Recent cybersecurity research has revealed that a new banking Trojan for Android called Hook is based on another once-famous ERMAC Trojan. Experts from the NCC Group, Joshua Camp and Alberto Segura, published a technical analysis in which they claim that the ERMAC source code was used as the basis for Hook.

Hook was first recorded by ThreatFabric researchers in January 2023, when it was distributed using the MaaS model with a price tag of $7,000 per month. Hook is the creation of a malware author known on cybercrime forums as DukeEugene. He, apparently, is the developer of ERMAC.

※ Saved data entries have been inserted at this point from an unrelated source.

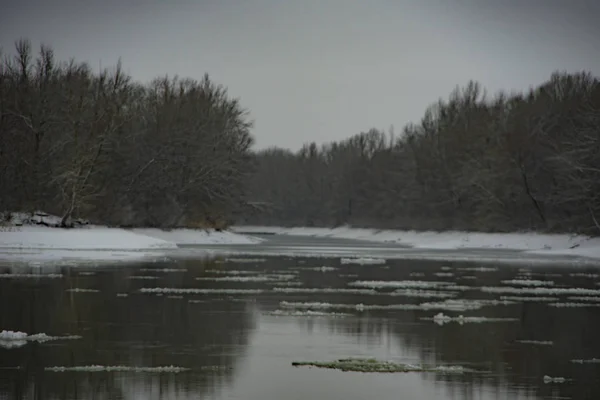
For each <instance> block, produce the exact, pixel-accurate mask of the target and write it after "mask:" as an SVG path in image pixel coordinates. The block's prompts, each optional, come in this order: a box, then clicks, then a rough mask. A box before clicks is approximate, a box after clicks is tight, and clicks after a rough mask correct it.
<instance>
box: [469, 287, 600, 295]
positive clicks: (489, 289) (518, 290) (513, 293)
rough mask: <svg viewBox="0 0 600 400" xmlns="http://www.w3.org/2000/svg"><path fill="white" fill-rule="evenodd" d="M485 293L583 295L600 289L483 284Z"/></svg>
mask: <svg viewBox="0 0 600 400" xmlns="http://www.w3.org/2000/svg"><path fill="white" fill-rule="evenodd" d="M479 289H480V290H481V291H482V292H485V293H507V294H531V295H550V296H551V295H561V294H565V295H566V294H573V295H581V296H586V295H587V296H598V295H600V290H598V289H586V288H547V287H513V286H482V287H480V288H479Z"/></svg>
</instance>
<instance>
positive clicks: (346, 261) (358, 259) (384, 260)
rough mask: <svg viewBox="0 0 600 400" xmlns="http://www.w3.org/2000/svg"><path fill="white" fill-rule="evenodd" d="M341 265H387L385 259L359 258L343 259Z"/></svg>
mask: <svg viewBox="0 0 600 400" xmlns="http://www.w3.org/2000/svg"><path fill="white" fill-rule="evenodd" d="M340 263H341V264H359V265H381V264H385V263H386V260H385V259H384V258H371V257H357V258H341V259H340Z"/></svg>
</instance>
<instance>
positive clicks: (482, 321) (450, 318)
mask: <svg viewBox="0 0 600 400" xmlns="http://www.w3.org/2000/svg"><path fill="white" fill-rule="evenodd" d="M421 319H423V320H429V321H433V322H435V323H436V324H438V325H444V324H447V323H450V322H457V323H458V324H460V325H463V324H468V323H483V322H513V321H518V319H517V318H492V317H465V316H463V315H459V316H458V317H451V316H449V315H445V314H444V313H438V314H436V315H434V316H433V317H432V318H421Z"/></svg>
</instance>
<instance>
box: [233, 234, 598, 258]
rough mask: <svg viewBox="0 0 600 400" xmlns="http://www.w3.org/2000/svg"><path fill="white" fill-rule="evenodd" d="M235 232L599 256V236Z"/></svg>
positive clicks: (556, 254)
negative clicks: (592, 236)
mask: <svg viewBox="0 0 600 400" xmlns="http://www.w3.org/2000/svg"><path fill="white" fill-rule="evenodd" d="M231 231H232V232H236V233H239V234H274V235H295V236H311V237H323V238H325V237H328V238H337V239H354V240H365V241H371V242H379V243H394V244H398V245H401V246H405V247H410V248H415V249H423V250H428V249H430V250H460V249H465V250H467V249H470V250H479V249H480V250H484V249H490V250H492V249H494V250H514V251H524V252H527V253H532V254H540V255H548V256H552V255H556V256H559V255H560V256H573V257H587V258H595V259H600V238H592V237H589V236H583V235H569V234H540V233H533V232H516V233H482V232H460V231H447V232H430V231H426V232H418V231H396V230H379V229H365V228H353V227H349V226H343V227H338V228H333V229H332V228H306V227H295V228H283V227H272V226H234V227H232V228H231Z"/></svg>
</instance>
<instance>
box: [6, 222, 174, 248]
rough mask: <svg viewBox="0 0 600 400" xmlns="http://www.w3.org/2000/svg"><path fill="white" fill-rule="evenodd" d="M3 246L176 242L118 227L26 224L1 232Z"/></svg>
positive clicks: (27, 246) (131, 244)
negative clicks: (131, 230)
mask: <svg viewBox="0 0 600 400" xmlns="http://www.w3.org/2000/svg"><path fill="white" fill-rule="evenodd" d="M16 229H18V230H16ZM0 248H2V249H49V250H129V251H131V250H157V249H158V250H164V249H175V248H177V245H175V243H172V242H168V241H166V240H161V239H156V238H151V237H149V236H144V235H138V234H135V233H133V232H130V231H127V230H125V229H118V228H102V227H94V228H87V229H59V228H46V227H34V226H23V227H19V228H15V230H13V231H12V232H0Z"/></svg>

The Hook Trojan not only copies ERMAC functions, but also significantly expands them, supporting up to 38 additional commands. The main functions of ERMAC, and accordingly Hook too, include sending SMS, displaying phishing windows, extracting a list of installed applications, and stealing secret phrases to restore cryptocurrency wallets.

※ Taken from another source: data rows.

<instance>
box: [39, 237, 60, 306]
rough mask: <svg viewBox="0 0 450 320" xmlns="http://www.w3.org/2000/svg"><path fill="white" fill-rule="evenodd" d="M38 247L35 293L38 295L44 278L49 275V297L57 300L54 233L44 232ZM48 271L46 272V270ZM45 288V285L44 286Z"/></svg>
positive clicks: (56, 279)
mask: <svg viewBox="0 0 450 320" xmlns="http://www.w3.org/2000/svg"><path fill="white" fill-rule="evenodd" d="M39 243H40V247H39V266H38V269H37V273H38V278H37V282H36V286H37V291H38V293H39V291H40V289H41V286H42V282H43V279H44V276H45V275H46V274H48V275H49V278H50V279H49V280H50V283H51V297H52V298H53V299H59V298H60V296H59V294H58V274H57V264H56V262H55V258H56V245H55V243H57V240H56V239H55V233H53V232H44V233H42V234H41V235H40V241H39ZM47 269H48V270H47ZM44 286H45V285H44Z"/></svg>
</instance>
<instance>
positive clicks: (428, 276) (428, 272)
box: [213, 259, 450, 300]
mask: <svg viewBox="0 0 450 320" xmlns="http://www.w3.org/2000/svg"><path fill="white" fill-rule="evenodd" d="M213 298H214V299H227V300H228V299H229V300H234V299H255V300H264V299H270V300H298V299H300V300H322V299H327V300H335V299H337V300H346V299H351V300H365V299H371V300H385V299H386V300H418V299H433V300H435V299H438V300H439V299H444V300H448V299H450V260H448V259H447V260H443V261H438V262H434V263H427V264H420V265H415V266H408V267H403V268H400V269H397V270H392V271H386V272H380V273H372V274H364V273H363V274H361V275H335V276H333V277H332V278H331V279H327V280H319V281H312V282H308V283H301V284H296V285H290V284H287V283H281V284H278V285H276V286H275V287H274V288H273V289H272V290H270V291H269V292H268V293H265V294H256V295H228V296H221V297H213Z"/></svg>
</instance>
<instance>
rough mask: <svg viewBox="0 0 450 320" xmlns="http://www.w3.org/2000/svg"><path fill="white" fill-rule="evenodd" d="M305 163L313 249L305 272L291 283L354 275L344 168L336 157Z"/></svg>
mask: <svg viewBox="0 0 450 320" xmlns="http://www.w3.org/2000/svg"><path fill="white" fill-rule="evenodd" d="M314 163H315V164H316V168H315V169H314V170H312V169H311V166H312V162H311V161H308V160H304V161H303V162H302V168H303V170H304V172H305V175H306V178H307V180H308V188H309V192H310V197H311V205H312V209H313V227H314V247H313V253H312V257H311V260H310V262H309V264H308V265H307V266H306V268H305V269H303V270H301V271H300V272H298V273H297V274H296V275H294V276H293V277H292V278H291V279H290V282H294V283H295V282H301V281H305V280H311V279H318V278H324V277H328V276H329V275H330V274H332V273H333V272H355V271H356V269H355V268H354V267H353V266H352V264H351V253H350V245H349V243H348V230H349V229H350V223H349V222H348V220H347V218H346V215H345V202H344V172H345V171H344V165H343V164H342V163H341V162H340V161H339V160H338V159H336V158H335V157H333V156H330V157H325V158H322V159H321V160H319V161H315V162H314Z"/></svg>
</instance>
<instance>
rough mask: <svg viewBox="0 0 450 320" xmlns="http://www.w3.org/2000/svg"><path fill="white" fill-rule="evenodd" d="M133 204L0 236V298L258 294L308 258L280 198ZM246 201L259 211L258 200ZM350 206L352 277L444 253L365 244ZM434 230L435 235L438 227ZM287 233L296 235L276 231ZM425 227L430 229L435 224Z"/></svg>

However, Hook goes even further, allowing you to stream an image from the victim's screen and interact with the user interface for full control over the device. The Trojan can also steal cookies associated with Google logins and distribute them via SMS.

Despite their differences, both Trojans can log keystrokes and abuse Android accessibility services to launch attacks aimed at stealing credentials from more than 700 apps. Information about target apps is downloaded from a remote server.

On April 19, 2023, the Hook project seems to have ceased to be supported by the original author, and on May 11, the source code of the malware was sold for $70,000 on one of the underground forums. Probably, Hook continued its development by other developers, perhaps even under a different name.

Most of the Hook and ERMAC C2 servers, according to the researchers, were located in Russia, the Netherlands, the United Kingdom, the United States, Germany, France, Korea, and Japan.

The termination of the Hook project does not mean that the threat disappears. The modern world of cybersecurity is constantly changing, and new hacker associations can easily revive or modify existing malware.

That is why researchers and cybersecurity specialists need to be constantly on guard and update their security measures to resist evolving attack methods.